Pemerintah Provinsi Jawa Tengah memastikan bahwa persediaan pangan di wilayah tersebut menjelang Ramadhan tetap aman meskipun terjadi cuaca ekstrem.

Update: 2026-01-21 09:40 GMT

Sumber foto: Antara/elshinta.com.

Elshinta Peduli

Pemerintah Provinsi Jawa Tengah memastikan bahwa persediaan pangan di wilayah tersebut menjelang Ramadhan tetap aman meskipun terjadi cuaca ekstrem.

Sekretaris Daerah Jateng Sumarno, di Semarang, Selasa, mengatakan terus memperkuat pengendalian harga, inflasi, dan ketersediaan pangan sepanjang tahun.

"Masalah inflasi selalu kami pantau.
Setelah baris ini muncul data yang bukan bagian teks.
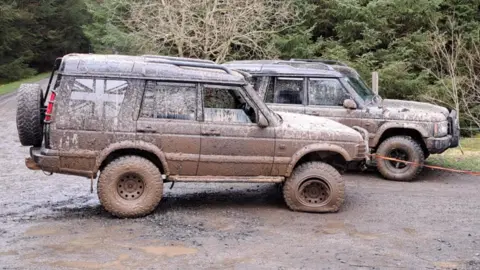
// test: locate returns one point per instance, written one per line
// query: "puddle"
(169, 251)
(117, 264)
(338, 226)
(9, 253)
(333, 227)
(410, 231)
(42, 231)
(447, 265)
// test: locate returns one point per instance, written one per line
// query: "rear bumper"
(454, 128)
(49, 161)
(44, 161)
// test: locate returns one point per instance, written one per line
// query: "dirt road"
(54, 222)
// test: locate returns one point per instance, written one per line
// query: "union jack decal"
(97, 97)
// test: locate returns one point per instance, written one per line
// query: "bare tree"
(456, 68)
(209, 29)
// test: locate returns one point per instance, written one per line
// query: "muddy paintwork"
(107, 106)
(436, 126)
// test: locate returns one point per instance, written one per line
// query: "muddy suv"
(140, 121)
(402, 130)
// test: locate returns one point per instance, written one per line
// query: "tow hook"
(31, 164)
(365, 136)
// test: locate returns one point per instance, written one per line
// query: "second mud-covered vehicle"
(140, 121)
(398, 129)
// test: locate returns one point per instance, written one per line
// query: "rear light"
(48, 113)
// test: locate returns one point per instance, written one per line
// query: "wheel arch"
(416, 133)
(331, 154)
(142, 149)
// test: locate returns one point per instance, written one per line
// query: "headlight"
(440, 129)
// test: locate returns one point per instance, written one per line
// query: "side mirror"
(262, 121)
(349, 104)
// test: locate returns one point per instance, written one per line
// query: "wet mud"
(54, 222)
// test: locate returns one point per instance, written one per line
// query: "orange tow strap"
(427, 166)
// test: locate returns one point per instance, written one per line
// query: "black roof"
(284, 68)
(148, 66)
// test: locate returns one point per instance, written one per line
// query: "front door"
(168, 119)
(325, 98)
(232, 142)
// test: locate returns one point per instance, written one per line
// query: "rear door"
(285, 94)
(168, 119)
(232, 142)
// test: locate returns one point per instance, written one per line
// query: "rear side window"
(287, 91)
(225, 104)
(169, 101)
(325, 91)
(97, 98)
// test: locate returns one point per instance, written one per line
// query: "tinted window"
(224, 104)
(288, 91)
(325, 92)
(97, 98)
(169, 101)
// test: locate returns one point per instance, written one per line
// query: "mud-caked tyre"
(29, 114)
(402, 148)
(314, 187)
(130, 186)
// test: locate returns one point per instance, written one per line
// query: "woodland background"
(424, 50)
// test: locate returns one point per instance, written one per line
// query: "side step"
(227, 179)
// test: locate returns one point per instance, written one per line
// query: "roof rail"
(188, 63)
(178, 58)
(325, 61)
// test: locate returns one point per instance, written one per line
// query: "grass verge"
(453, 158)
(10, 87)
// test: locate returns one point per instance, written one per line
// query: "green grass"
(10, 87)
(453, 158)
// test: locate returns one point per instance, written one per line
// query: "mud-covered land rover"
(139, 121)
(404, 130)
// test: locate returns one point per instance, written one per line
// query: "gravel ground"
(54, 222)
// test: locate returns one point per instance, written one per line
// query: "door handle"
(211, 132)
(146, 130)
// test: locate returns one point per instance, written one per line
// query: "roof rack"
(179, 58)
(325, 61)
(186, 62)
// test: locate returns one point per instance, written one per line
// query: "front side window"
(287, 91)
(360, 87)
(169, 101)
(225, 104)
(97, 98)
(326, 92)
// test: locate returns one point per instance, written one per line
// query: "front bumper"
(439, 145)
(363, 149)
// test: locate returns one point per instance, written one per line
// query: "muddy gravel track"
(54, 222)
Kalau ada gejolak, tentu kami ambil langkah untuk mengendalikan harga di Jawa Tengah," katanya.

Hingga saat ini, lanjut dia, kondisi harga berbagai bahan pokok di Jateng masih stabil.

Ia mengatakan bahwa pihaknya juga menjaga ketersediaan pasokan dengan menggandeng Bulog, terutama untuk memenuhi kebutuhan masyarakat selama Ramadhan.
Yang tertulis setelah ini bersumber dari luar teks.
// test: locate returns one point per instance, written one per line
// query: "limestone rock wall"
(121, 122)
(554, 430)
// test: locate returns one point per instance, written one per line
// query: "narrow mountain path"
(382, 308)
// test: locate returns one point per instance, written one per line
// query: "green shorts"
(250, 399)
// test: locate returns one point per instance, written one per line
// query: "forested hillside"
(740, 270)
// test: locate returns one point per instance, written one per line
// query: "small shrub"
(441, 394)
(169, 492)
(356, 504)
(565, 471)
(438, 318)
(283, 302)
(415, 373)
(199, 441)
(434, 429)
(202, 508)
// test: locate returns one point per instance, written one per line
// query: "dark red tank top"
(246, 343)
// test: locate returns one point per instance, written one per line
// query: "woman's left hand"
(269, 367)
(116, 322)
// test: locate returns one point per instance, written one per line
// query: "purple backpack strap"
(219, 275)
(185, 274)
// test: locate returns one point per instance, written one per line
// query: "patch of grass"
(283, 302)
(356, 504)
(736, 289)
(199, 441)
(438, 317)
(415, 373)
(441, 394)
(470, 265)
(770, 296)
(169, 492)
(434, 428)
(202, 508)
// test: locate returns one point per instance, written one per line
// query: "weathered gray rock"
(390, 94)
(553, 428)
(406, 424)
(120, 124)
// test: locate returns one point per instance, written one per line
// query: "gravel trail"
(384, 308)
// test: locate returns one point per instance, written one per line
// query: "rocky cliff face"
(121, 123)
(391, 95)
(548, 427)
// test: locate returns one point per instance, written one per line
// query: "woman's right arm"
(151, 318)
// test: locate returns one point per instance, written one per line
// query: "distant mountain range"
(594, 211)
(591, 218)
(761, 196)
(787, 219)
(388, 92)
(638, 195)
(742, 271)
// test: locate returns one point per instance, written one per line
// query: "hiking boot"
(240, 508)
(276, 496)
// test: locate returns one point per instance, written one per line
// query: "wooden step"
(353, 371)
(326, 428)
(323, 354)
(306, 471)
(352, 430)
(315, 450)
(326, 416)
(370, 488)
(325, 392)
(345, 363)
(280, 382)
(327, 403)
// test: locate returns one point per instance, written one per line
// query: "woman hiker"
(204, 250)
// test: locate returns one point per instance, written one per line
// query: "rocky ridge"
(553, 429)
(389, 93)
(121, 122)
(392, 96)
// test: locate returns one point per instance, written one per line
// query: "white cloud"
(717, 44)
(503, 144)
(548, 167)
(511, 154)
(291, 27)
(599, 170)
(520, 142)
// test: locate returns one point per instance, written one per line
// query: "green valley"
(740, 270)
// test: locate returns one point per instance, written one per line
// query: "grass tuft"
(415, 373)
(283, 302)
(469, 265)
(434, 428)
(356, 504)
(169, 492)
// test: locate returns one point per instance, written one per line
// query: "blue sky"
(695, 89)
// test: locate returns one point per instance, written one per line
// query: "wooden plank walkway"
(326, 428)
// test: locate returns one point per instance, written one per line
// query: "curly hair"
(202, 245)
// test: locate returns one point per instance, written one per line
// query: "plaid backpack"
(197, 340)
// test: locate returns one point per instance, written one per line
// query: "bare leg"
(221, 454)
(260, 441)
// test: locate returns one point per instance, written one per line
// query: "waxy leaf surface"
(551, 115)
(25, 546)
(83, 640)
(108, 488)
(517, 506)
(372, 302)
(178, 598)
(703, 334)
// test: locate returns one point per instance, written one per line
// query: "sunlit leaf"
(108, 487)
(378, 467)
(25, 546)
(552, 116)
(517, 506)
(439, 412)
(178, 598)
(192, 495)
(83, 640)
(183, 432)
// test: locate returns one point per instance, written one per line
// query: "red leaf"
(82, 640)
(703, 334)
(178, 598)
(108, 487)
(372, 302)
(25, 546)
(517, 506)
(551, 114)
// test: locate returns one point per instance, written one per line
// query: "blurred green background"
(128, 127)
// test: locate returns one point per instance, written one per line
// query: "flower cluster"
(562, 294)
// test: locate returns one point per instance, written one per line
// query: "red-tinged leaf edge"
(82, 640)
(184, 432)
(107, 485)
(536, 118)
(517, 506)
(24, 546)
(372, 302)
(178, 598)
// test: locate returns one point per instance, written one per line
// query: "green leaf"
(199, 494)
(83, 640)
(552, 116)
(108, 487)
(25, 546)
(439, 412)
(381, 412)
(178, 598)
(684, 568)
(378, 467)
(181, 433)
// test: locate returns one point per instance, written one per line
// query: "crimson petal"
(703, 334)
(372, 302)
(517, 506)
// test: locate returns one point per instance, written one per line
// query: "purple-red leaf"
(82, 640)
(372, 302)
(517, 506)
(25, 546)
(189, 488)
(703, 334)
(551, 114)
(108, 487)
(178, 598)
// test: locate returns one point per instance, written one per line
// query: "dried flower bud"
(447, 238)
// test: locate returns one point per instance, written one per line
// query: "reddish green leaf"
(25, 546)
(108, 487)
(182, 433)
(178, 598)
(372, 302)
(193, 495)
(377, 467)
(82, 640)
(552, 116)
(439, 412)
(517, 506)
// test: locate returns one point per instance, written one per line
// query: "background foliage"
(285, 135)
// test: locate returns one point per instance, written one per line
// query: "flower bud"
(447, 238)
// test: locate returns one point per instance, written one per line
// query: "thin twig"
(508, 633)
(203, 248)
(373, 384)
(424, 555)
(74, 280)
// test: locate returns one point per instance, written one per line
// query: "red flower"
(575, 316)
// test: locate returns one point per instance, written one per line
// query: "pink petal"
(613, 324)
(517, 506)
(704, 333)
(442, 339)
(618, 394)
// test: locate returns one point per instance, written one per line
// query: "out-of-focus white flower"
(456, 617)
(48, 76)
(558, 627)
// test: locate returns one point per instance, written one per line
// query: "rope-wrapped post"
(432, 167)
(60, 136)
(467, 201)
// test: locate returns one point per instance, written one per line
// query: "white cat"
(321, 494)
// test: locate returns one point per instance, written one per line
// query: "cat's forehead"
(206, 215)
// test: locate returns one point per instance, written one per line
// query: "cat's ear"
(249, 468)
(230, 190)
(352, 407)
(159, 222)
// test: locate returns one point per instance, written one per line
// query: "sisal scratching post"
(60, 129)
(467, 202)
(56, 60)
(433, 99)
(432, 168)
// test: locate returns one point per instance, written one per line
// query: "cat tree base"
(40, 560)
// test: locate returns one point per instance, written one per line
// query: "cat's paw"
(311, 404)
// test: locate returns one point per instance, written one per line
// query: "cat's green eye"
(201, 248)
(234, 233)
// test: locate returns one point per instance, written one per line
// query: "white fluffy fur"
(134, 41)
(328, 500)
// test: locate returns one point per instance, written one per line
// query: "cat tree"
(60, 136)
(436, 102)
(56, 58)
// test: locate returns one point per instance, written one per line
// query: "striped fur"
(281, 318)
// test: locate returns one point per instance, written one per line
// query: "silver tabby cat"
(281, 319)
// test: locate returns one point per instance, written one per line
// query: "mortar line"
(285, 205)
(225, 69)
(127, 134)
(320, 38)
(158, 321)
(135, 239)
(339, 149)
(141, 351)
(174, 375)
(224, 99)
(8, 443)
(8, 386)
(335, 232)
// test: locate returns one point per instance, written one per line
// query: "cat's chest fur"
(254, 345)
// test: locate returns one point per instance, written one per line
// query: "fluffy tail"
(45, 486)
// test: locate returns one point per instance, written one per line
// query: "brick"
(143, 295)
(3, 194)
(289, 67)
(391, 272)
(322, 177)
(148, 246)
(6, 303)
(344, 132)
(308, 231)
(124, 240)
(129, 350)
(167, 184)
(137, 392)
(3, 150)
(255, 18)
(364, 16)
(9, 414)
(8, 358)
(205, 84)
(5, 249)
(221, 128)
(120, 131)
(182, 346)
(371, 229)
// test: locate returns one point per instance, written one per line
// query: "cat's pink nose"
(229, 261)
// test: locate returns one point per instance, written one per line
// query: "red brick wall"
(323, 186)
Menurut dia, Ramadhan memang memiliki karakter berbeda dibanding bulan lainnya karena aktivitas ekonomi masyarakat meningkat selama sebulan penuh.

Karena itu, ia memastikan bahwa koordinasi lintas daerah sudah dilakukan sejak awal.

Selain itu, Pemprov Jateng juga mengandalkan sistem pemantauan harga yang selama ini berjalan di pasar-pasar tradisional.

"Pemantauan harga kami lakukan setiap hari. Kalau ada gejolak, segera kami tindaklanjuti. Kenaikan harga itu mungkin tidak bisa dicegah sepenuhnya, tapi harus tetap terkendali," katanya.

Terkait cuaca ekstrem yang memicu gagal panen di sejumlah daerah seperti Pati, Jepara, dan Kudus, dan Grobogan, ia menyatakan dampaknya terhadap ketersediaan pangan masih relatif terbatas.

Elshinta Peduli

Pemerintah telah melakukan pendataan lahan terdampak puso serta menyiapkan langkah perlindungan bagi petani.

"Kami sudah identifikasi dampak bencana dan menyiapkan asuransi untuk petani. Dampaknya terhadap stok pangan belum besar, karena hanya di beberapa lokasi," katanya.

Produktivitas pangan di Jateng sepanjang tahun 2025 telah memenuhi target dari pemerintah pusat, sekaligus merupakan langkah awal untuk meneguhkan provinsi ini sebagai penumpu pangan nasional.

Berdasarkan data Dinas Ketahanan Pangan Provinsi Jateng, produktivitas padi hingga November 2025 mencapai 11.377.731 ton gabah kering panen (GKP) atau setara dengan 9.397.904 ton gabah kering giling (GKG).

Produktivitas itu berasal dari luas tanam padi di Jateng sekitar 2.025.782 hektare dengan luas panen 1.673.012 hektare, serta menempatkan Jateng sebagai tiga besar kontributor terbesar nasional.

Sebelumya, Pimpinan Wilayah Perum Badan Urusan Logistik (Bulog) Kanwil Jawa Tengah–DIY, Sri Muniati juga memastikan bahwa ketersediaan pangan di wilayah tersebut aman hingga Juni 2026.

Data dari Bulog mencatat stok beras di Jateng mencapai 339.094 ton, dan jumlah itu mencukupi hingga Juni 2026 mendatang.